My other friend (whose nickname sets off alarms so I'm keeping it anonymous) usually meets a guy and plans the wedding ceremony within the same hour. But lately the balance seems to have tipped her way. He's the one talking about "us" for the next three years while she is still trying to remember his last name. She finds herself on a guy's bed and he's the one who doesn't want to go any further... yet.

Or this other girl who met this guy who is really insisting on trying out a long distance relationship.  Or my friend who is having trouble in her relationship because he thinks she is not making enough effort. Or my other friend who is feeling bad because she is using a guy for sex and moral support even though she knows he is in love with her and she doesn't see it going it anywhere. Sounds like I'm confusing my pronouns.

And then there's me. I'm an open book, literarily, just read the blog and you'll know what I'm thinking, what I've been through, when I'm depressed and when I'm happy. But even I can have the bring-him-home-tonight attitude sometimes. Think some guy can make me feel like shit for no reason and then come back and pretend like nothing happened? Not this time. If there's anything I learnt this year, it's to put myself first. Wise-rat told me: "You need to find a guy who will treat you like a princess." And there will be no settling for less.


Friday, October 7

when the good stuff comes out

I know I spend a lot of time nit-picking on relationship imbalances, blaming guys for all sorts of devilish attitudes and sometimes it seems like I'm portraying women as victims. The truth is I only talk about themes that appear in my life or in my friends' lives, and it so happens that these are the stories I get. But this week I got a lot of time to look at everything from a different perspective, and I saw something in men that I hadn't seen in a long time.

I was at a wedding in Larnaca on Saturday, the only one I've been to this summer, and it was the sort of wedding where everything was about their love and nothing else. It was so simple --no fluff, no fuss, no one cared about the flower center piece or a big light show or fireworks or whatever it is they do at weddings. Yet there was nothing simple about the way these two felt about each other, how happy they were, and how happy we were to be really sharing this moment. There were 100 guests, so it was intimate, you see. When we danced, the entire party was on the dance floor. The bride was beautiful because of the sheer glow in her eyes and the groom looked at her adoringly and it made us all believe in love. Not one person was sitting there criticizing the dress or the decoration or the choice of entertainment. No one cared and everyone had a wonderful time. A genuine moment, if you know what I mean.

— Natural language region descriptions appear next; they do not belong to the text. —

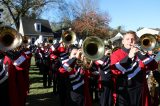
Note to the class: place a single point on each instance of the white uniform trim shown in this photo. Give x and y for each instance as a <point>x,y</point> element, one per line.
<point>28,52</point>
<point>19,61</point>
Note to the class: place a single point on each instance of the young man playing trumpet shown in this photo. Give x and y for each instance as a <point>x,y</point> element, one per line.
<point>129,68</point>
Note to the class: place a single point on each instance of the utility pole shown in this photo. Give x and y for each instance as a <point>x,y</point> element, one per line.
<point>1,16</point>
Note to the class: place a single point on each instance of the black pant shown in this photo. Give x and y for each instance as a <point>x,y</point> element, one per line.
<point>4,96</point>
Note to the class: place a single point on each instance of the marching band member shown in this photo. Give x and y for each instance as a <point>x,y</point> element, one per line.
<point>79,91</point>
<point>129,68</point>
<point>105,81</point>
<point>12,82</point>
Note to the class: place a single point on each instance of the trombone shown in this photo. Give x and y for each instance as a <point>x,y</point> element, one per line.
<point>9,38</point>
<point>92,49</point>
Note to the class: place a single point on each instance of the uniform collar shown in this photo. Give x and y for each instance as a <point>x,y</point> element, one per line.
<point>125,49</point>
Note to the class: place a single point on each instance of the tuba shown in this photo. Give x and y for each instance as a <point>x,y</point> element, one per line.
<point>50,40</point>
<point>26,40</point>
<point>93,48</point>
<point>68,37</point>
<point>9,38</point>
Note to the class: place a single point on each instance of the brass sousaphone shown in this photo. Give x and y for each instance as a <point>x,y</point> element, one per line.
<point>9,38</point>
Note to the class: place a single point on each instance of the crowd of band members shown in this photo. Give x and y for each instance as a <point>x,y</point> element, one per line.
<point>14,76</point>
<point>117,79</point>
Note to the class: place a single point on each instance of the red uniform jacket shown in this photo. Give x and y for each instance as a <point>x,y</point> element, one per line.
<point>133,73</point>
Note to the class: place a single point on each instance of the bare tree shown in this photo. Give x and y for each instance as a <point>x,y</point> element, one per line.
<point>91,23</point>
<point>30,8</point>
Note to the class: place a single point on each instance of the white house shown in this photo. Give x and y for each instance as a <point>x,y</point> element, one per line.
<point>147,31</point>
<point>118,36</point>
<point>33,28</point>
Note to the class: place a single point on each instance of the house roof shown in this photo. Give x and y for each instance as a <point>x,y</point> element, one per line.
<point>118,36</point>
<point>29,28</point>
<point>147,31</point>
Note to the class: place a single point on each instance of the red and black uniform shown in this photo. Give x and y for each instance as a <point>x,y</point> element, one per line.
<point>129,78</point>
<point>105,81</point>
<point>78,81</point>
<point>12,80</point>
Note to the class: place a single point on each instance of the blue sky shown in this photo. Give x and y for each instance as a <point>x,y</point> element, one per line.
<point>132,14</point>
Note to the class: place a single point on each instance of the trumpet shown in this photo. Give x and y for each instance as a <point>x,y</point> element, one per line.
<point>93,48</point>
<point>26,40</point>
<point>50,40</point>
<point>9,38</point>
<point>149,42</point>
<point>68,37</point>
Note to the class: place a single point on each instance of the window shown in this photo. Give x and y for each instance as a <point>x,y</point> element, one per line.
<point>37,27</point>
<point>33,40</point>
<point>0,15</point>
<point>45,39</point>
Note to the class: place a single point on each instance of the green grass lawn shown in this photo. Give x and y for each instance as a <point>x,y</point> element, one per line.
<point>39,96</point>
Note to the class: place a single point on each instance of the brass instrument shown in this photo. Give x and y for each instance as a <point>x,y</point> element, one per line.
<point>9,38</point>
<point>26,40</point>
<point>50,40</point>
<point>68,37</point>
<point>93,48</point>
<point>149,42</point>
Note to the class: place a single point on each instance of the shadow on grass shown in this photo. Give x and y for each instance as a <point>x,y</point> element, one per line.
<point>47,99</point>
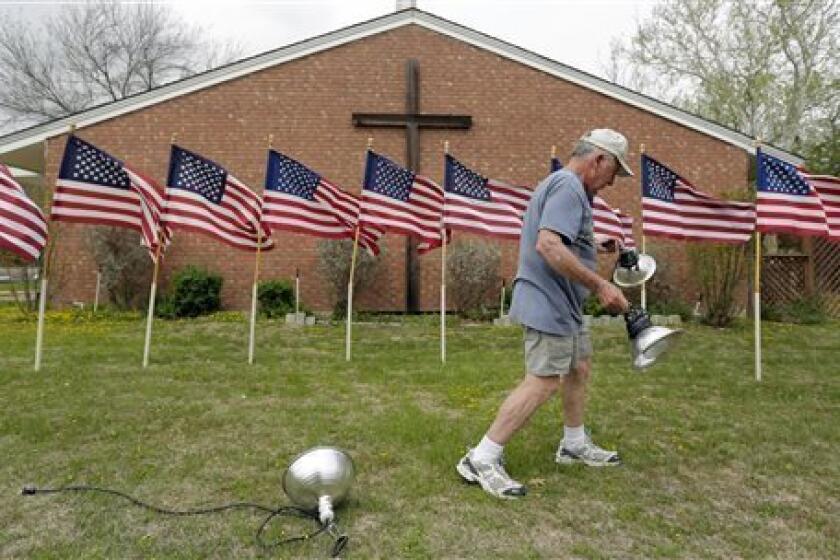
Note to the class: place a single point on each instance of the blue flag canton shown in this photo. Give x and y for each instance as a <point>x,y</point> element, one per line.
<point>463,181</point>
<point>778,176</point>
<point>198,175</point>
<point>292,177</point>
<point>84,163</point>
<point>659,181</point>
<point>383,176</point>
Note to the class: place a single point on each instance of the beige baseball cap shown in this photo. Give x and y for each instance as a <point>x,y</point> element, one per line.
<point>613,143</point>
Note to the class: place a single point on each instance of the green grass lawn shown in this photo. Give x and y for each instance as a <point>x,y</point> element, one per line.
<point>716,465</point>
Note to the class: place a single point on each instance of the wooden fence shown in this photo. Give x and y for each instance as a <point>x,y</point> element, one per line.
<point>785,278</point>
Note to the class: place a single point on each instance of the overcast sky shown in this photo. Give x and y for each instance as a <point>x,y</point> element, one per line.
<point>575,32</point>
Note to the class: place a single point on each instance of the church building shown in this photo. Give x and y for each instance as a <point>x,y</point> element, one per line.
<point>411,81</point>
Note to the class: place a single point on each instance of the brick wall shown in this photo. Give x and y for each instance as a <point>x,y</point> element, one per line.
<point>518,114</point>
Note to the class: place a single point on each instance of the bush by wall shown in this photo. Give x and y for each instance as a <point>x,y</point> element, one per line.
<point>276,298</point>
<point>472,271</point>
<point>193,292</point>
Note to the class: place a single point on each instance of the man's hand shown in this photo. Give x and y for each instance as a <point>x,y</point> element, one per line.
<point>611,298</point>
<point>608,246</point>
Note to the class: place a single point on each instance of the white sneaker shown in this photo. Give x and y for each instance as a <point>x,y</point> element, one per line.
<point>587,453</point>
<point>492,477</point>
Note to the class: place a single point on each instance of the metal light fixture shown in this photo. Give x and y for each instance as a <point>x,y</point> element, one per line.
<point>647,341</point>
<point>320,478</point>
<point>633,269</point>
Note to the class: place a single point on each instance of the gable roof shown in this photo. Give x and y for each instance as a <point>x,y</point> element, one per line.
<point>23,143</point>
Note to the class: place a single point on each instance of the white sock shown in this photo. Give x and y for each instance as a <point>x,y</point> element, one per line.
<point>573,437</point>
<point>487,451</point>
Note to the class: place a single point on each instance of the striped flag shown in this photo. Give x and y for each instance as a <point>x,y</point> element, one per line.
<point>672,207</point>
<point>201,196</point>
<point>794,201</point>
<point>300,200</point>
<point>398,200</point>
<point>23,229</point>
<point>480,205</point>
<point>609,223</point>
<point>93,187</point>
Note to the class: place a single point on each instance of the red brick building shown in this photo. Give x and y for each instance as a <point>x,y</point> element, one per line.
<point>304,94</point>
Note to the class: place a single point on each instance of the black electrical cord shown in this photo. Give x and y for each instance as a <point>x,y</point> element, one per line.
<point>289,511</point>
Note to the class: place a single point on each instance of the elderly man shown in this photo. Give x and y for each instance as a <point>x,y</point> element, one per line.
<point>557,259</point>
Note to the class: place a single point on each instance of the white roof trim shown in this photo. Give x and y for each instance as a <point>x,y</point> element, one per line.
<point>333,39</point>
<point>22,173</point>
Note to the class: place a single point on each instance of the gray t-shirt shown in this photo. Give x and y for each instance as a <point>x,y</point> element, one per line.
<point>542,298</point>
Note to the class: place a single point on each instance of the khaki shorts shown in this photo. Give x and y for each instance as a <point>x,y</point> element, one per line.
<point>548,354</point>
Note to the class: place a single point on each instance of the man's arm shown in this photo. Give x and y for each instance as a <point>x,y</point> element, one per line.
<point>550,246</point>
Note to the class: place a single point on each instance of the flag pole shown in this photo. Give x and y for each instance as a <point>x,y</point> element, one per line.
<point>297,292</point>
<point>45,269</point>
<point>255,287</point>
<point>643,293</point>
<point>502,301</point>
<point>152,295</point>
<point>348,342</point>
<point>153,288</point>
<point>42,304</point>
<point>253,324</point>
<point>96,296</point>
<point>443,278</point>
<point>757,292</point>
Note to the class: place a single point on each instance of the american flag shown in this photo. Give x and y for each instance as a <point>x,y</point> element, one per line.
<point>23,229</point>
<point>610,223</point>
<point>480,205</point>
<point>793,201</point>
<point>203,197</point>
<point>672,207</point>
<point>300,200</point>
<point>398,200</point>
<point>93,187</point>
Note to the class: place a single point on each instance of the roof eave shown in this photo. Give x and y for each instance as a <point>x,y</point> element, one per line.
<point>40,133</point>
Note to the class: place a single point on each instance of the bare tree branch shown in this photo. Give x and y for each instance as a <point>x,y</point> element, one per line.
<point>96,52</point>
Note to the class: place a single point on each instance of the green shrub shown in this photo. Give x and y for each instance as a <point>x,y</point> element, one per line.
<point>276,298</point>
<point>194,292</point>
<point>334,259</point>
<point>720,271</point>
<point>472,272</point>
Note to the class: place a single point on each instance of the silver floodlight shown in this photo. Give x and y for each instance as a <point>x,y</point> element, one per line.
<point>647,341</point>
<point>633,269</point>
<point>320,478</point>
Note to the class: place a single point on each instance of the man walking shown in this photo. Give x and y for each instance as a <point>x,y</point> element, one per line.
<point>557,259</point>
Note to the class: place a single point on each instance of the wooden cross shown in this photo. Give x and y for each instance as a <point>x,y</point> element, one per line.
<point>412,121</point>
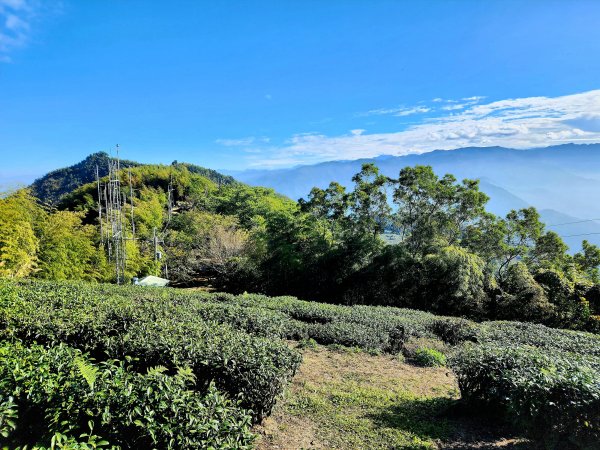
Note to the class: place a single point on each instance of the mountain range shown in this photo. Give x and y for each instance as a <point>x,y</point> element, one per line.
<point>562,182</point>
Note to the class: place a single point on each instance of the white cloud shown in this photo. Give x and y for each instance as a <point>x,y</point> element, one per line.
<point>243,142</point>
<point>14,25</point>
<point>516,123</point>
<point>400,111</point>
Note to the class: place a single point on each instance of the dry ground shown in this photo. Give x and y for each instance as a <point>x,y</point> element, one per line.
<point>351,400</point>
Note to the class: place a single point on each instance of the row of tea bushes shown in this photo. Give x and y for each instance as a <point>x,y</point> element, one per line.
<point>553,396</point>
<point>138,323</point>
<point>57,395</point>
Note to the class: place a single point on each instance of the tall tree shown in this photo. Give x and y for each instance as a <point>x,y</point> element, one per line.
<point>18,241</point>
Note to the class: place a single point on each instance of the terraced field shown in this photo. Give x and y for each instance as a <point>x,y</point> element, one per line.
<point>100,366</point>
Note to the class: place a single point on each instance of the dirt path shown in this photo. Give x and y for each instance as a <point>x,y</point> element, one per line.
<point>352,400</point>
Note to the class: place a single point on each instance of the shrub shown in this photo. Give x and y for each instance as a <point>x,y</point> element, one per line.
<point>554,397</point>
<point>118,322</point>
<point>59,393</point>
<point>454,331</point>
<point>429,357</point>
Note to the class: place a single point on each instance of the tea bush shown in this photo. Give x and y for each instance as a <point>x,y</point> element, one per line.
<point>555,397</point>
<point>429,357</point>
<point>139,323</point>
<point>59,392</point>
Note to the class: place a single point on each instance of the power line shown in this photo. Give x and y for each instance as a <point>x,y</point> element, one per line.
<point>571,223</point>
<point>582,234</point>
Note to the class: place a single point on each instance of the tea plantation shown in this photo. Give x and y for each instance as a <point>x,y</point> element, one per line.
<point>101,366</point>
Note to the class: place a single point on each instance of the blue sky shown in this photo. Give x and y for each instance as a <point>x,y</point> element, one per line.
<point>254,84</point>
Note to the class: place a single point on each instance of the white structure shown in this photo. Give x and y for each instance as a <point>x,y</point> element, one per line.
<point>151,280</point>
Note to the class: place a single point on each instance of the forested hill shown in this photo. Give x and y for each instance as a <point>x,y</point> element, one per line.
<point>53,186</point>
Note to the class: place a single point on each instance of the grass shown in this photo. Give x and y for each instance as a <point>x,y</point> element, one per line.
<point>353,400</point>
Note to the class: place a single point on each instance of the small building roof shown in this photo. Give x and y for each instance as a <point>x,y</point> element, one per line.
<point>151,280</point>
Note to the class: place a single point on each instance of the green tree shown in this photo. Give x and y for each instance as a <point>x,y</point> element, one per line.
<point>369,206</point>
<point>66,247</point>
<point>588,261</point>
<point>18,241</point>
<point>434,212</point>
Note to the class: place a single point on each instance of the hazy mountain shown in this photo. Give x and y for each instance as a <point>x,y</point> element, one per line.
<point>562,181</point>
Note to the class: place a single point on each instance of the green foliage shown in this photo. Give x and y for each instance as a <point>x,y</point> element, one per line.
<point>555,397</point>
<point>133,322</point>
<point>66,247</point>
<point>429,357</point>
<point>588,261</point>
<point>18,241</point>
<point>131,410</point>
<point>450,255</point>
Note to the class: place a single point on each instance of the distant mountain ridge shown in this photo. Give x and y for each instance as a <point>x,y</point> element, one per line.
<point>53,186</point>
<point>563,181</point>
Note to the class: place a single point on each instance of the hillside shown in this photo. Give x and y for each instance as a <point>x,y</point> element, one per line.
<point>198,370</point>
<point>561,178</point>
<point>55,185</point>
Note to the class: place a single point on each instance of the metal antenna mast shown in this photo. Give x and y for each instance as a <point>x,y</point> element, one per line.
<point>112,212</point>
<point>112,223</point>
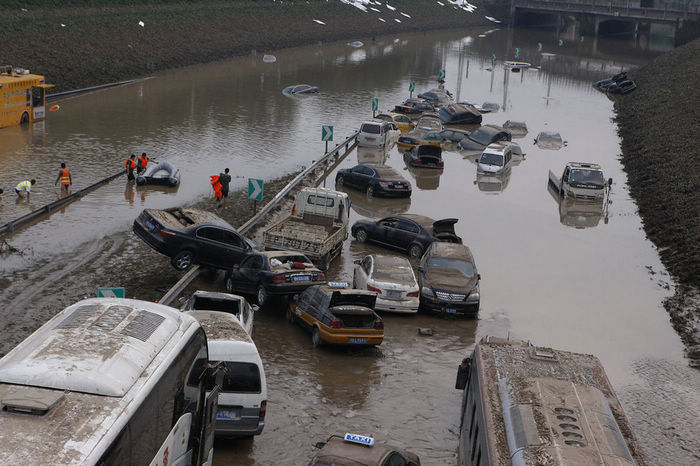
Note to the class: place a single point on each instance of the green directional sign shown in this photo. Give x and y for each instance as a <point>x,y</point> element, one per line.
<point>255,189</point>
<point>111,293</point>
<point>326,133</point>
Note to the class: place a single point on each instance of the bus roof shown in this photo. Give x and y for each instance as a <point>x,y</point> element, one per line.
<point>103,337</point>
<point>554,404</point>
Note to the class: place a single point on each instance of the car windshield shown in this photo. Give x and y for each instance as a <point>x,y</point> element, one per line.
<point>465,267</point>
<point>370,128</point>
<point>491,159</point>
<point>594,177</point>
<point>481,136</point>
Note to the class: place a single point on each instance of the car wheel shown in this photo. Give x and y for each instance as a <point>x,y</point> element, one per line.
<point>229,283</point>
<point>261,295</point>
<point>289,315</point>
<point>182,260</point>
<point>316,337</point>
<point>415,251</point>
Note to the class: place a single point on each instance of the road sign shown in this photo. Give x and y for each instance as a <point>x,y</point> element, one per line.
<point>326,133</point>
<point>111,293</point>
<point>255,189</point>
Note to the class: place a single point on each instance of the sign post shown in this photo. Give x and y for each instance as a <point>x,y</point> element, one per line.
<point>111,293</point>
<point>255,192</point>
<point>326,134</point>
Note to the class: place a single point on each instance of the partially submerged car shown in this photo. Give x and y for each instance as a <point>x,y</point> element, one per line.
<point>392,278</point>
<point>192,236</point>
<point>448,280</point>
<point>414,107</point>
<point>338,315</point>
<point>483,136</point>
<point>273,273</point>
<point>359,450</point>
<point>459,114</point>
<point>223,302</point>
<point>375,180</point>
<point>410,233</point>
<point>300,89</point>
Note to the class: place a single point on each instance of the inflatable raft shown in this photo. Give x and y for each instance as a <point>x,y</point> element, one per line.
<point>162,173</point>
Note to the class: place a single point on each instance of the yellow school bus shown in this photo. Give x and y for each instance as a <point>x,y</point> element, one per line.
<point>22,96</point>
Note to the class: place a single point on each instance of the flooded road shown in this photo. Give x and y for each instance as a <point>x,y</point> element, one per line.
<point>567,276</point>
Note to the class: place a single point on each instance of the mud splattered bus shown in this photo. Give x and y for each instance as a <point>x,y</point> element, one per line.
<point>22,96</point>
<point>528,405</point>
<point>109,381</point>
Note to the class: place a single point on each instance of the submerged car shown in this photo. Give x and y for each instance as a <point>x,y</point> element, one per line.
<point>192,236</point>
<point>448,280</point>
<point>300,89</point>
<point>359,450</point>
<point>273,273</point>
<point>483,136</point>
<point>223,302</point>
<point>424,156</point>
<point>459,114</point>
<point>402,122</point>
<point>341,316</point>
<point>392,278</point>
<point>375,180</point>
<point>409,233</point>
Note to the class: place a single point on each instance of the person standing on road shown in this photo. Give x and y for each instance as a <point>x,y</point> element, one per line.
<point>130,164</point>
<point>25,187</point>
<point>141,163</point>
<point>224,179</point>
<point>64,177</point>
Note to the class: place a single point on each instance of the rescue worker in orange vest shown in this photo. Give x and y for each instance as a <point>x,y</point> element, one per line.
<point>130,164</point>
<point>141,163</point>
<point>64,177</point>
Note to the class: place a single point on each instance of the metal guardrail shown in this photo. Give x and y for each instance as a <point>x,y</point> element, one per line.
<point>328,159</point>
<point>48,208</point>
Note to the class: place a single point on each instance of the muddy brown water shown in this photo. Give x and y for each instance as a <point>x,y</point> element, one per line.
<point>570,277</point>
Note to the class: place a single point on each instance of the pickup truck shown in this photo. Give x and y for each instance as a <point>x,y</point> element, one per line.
<point>317,227</point>
<point>581,181</point>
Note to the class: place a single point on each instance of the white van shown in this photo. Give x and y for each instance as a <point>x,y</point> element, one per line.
<point>243,395</point>
<point>377,133</point>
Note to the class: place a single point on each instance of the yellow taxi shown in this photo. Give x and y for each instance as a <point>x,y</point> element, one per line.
<point>337,314</point>
<point>402,122</point>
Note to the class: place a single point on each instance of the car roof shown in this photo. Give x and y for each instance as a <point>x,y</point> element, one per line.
<point>451,250</point>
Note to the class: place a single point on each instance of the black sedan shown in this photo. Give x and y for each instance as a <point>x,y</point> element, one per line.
<point>273,273</point>
<point>483,136</point>
<point>375,180</point>
<point>192,236</point>
<point>409,232</point>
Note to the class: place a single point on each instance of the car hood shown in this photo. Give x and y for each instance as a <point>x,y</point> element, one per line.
<point>448,279</point>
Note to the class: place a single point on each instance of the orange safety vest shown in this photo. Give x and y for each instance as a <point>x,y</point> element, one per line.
<point>65,176</point>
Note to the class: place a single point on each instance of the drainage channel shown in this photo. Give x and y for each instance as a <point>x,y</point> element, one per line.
<point>328,162</point>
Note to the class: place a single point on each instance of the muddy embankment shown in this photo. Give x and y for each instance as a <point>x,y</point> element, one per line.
<point>659,127</point>
<point>84,43</point>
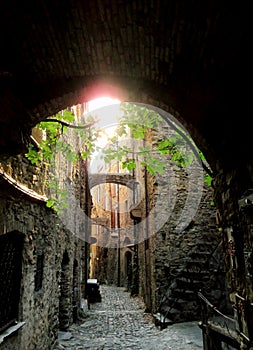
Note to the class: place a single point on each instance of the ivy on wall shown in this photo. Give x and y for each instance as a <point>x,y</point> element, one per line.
<point>139,122</point>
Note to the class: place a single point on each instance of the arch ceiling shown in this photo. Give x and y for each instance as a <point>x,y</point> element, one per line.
<point>190,58</point>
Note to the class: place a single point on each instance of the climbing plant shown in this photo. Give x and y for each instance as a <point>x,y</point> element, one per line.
<point>137,121</point>
<point>43,154</point>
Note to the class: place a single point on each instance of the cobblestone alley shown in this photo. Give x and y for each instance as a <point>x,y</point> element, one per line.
<point>119,322</point>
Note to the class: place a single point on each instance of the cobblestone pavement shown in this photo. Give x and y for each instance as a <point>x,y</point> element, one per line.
<point>119,322</point>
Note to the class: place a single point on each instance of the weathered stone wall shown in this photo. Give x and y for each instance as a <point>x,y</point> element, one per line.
<point>42,232</point>
<point>233,195</point>
<point>58,243</point>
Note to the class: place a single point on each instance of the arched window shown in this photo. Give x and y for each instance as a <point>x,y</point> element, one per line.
<point>11,247</point>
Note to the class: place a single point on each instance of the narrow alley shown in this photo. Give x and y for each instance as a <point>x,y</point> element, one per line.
<point>120,322</point>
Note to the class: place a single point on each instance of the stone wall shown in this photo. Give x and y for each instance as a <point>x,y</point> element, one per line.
<point>43,233</point>
<point>55,256</point>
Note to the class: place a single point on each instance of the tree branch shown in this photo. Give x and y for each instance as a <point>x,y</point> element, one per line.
<point>69,125</point>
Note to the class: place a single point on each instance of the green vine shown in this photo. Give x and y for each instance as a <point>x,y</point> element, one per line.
<point>139,121</point>
<point>43,154</point>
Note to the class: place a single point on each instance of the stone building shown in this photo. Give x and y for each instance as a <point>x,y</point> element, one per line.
<point>191,59</point>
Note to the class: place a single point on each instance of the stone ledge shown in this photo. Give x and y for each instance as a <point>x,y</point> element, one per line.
<point>10,331</point>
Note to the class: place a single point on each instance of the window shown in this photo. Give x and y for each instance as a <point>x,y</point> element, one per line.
<point>11,247</point>
<point>39,271</point>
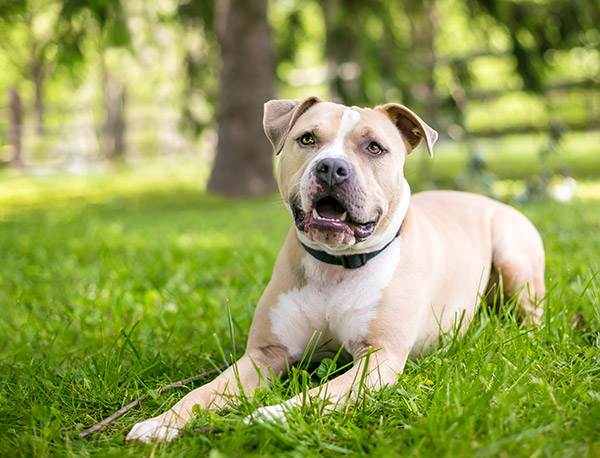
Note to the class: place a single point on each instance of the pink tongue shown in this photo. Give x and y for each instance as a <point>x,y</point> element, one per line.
<point>329,208</point>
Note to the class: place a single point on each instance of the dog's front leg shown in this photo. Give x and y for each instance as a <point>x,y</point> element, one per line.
<point>251,371</point>
<point>374,370</point>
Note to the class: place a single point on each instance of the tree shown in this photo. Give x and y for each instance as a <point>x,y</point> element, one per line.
<point>106,21</point>
<point>32,24</point>
<point>243,163</point>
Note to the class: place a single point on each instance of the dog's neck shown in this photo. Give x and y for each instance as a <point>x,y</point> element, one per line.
<point>376,245</point>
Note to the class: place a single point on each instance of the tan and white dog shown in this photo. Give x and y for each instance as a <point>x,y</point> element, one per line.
<point>365,265</point>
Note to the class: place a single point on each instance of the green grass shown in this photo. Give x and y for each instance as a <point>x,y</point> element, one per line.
<point>112,286</point>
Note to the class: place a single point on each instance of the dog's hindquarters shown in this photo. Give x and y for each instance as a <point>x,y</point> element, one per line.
<point>518,261</point>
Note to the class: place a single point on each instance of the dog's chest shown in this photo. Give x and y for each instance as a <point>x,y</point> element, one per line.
<point>336,305</point>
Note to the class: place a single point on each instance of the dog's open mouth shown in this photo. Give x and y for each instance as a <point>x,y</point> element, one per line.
<point>330,222</point>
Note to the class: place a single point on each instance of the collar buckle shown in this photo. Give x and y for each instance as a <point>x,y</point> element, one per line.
<point>354,261</point>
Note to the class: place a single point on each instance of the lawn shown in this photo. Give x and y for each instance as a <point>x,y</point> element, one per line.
<point>114,285</point>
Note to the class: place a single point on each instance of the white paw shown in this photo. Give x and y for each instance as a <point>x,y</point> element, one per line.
<point>269,413</point>
<point>152,429</point>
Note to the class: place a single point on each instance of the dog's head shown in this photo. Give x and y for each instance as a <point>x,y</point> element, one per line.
<point>341,169</point>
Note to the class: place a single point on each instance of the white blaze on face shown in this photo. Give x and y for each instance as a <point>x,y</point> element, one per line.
<point>349,121</point>
<point>336,150</point>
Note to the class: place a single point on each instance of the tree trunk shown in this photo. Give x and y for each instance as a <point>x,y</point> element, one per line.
<point>114,130</point>
<point>244,160</point>
<point>37,73</point>
<point>15,131</point>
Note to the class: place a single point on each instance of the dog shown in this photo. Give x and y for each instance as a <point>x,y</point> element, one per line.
<point>366,266</point>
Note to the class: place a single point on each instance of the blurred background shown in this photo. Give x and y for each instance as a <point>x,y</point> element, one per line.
<point>513,87</point>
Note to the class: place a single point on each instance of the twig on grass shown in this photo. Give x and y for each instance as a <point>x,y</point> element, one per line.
<point>123,410</point>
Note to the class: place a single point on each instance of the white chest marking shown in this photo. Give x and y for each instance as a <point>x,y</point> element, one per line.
<point>335,302</point>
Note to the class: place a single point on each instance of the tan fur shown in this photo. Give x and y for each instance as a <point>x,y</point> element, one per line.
<point>451,243</point>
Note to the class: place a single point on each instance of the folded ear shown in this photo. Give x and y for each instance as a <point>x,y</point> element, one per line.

Now in the same week, two of my girls met guys that for once had a very genuine, very healthy approach to flirting. And their first reactions, both of them, was surprise. A guy who actually calls when he says he will, really? A guy who actually stays when you refuse to "go back to his place"? A guy who compliments you for being interesting and fun and "amazing" and is actually listening to the things you say? We kind of forgot they existed. And at first, it's almost boring --because we're not used to liking a guy that doesn't shift our emotions seventy times per minute. But then we realize what it is: the no fluff, no fuss, simple "getting to know each other," when the goal is not to have sex tonight. It still happens, we just forgot.

Even the Rats... they haven't been quoted much lately because, guess what: almost every one of them is in a relationship, and to be honest, they are all amazingly good boyfriends --as far as I can tell. Even though they can be the biggest Rats when they are single, they all have a loverboy side to them and they enjoy it. And it's all wonderful, but it doesn't make for great blog material because who wants to hear about perfect happiness in Lalaland?

So I had a good week, so full of love that I decided I couldn't be cynical and I was just going to mention the good stuff. Maybe it's not the stuff that make a good blog, but it's the stuff that make the good life.